The idea that Chapel Hill, along with most of the United States, is in the midst of a housing crisis has been established time and time again over recent years. But how to resolve this crisis is still up for debate.
The national conversation surrounding housing has become increasingly dominated by some assumed truths regarding the housing and rental market, the foremost being that there aren't enough homes to go around.
While this assumption is fair, when considering the 28:1 ratio of vacant homes to unhoused people nationwide, it can be argued that the problem stems from people's inability to access the homes we have rather than an actual lack of them.
Two major rival factions have arisen from this discourse: NIMBYs (Not In My Backyard) and YIMBYs (Yes In My Backyard) — the Montagues and Capulets of the American housing crisis.
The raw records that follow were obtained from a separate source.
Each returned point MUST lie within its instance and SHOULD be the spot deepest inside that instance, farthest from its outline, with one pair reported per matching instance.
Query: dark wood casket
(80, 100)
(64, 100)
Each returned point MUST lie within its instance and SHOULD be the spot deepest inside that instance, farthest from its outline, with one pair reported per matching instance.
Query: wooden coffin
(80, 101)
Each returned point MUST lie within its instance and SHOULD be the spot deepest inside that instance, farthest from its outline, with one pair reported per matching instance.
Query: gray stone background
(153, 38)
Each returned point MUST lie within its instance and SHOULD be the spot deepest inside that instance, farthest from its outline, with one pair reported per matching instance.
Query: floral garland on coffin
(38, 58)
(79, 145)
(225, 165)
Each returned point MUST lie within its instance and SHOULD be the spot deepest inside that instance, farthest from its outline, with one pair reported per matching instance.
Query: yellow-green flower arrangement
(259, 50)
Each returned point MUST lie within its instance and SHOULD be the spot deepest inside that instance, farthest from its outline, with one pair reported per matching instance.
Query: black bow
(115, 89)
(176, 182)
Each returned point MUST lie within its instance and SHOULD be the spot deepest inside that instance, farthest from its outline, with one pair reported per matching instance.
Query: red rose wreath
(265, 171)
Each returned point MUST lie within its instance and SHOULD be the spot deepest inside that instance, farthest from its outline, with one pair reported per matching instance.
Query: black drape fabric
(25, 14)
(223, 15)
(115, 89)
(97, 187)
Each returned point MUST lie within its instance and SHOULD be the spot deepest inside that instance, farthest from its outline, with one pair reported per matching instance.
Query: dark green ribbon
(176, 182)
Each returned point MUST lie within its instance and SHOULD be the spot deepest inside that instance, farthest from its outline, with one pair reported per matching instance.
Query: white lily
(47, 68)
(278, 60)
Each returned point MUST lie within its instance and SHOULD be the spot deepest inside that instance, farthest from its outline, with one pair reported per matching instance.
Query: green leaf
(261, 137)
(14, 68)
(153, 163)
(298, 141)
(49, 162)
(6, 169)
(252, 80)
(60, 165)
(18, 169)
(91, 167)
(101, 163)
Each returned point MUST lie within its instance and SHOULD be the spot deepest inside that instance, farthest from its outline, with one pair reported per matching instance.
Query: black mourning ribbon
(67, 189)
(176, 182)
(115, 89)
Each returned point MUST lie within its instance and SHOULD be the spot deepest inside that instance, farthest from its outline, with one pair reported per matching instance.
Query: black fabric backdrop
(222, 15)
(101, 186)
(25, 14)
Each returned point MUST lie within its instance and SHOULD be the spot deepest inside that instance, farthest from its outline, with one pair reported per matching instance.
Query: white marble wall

NIMBYs are homeowners and renters who object to any form of urban development that might drive down their respective property values, including developments that YIMBYs tend to advocate for.
As owner-occupiers, they are comparable to a kind of petty bourgeoisie insofar as their private interests are concerned. To most NIMBYs, homes are investments — capital.
Naturally, the preservation of such investments takes precedence above all else, including projects that may or may not be beneficial to low-income communities.
Such a mindset has led to some reactionary sentiments prevailing among the traditionally white and affluent NIMBY crowd.
That isn’t to say the YIMBY position is any more righteous, no matter how much it pretends to be.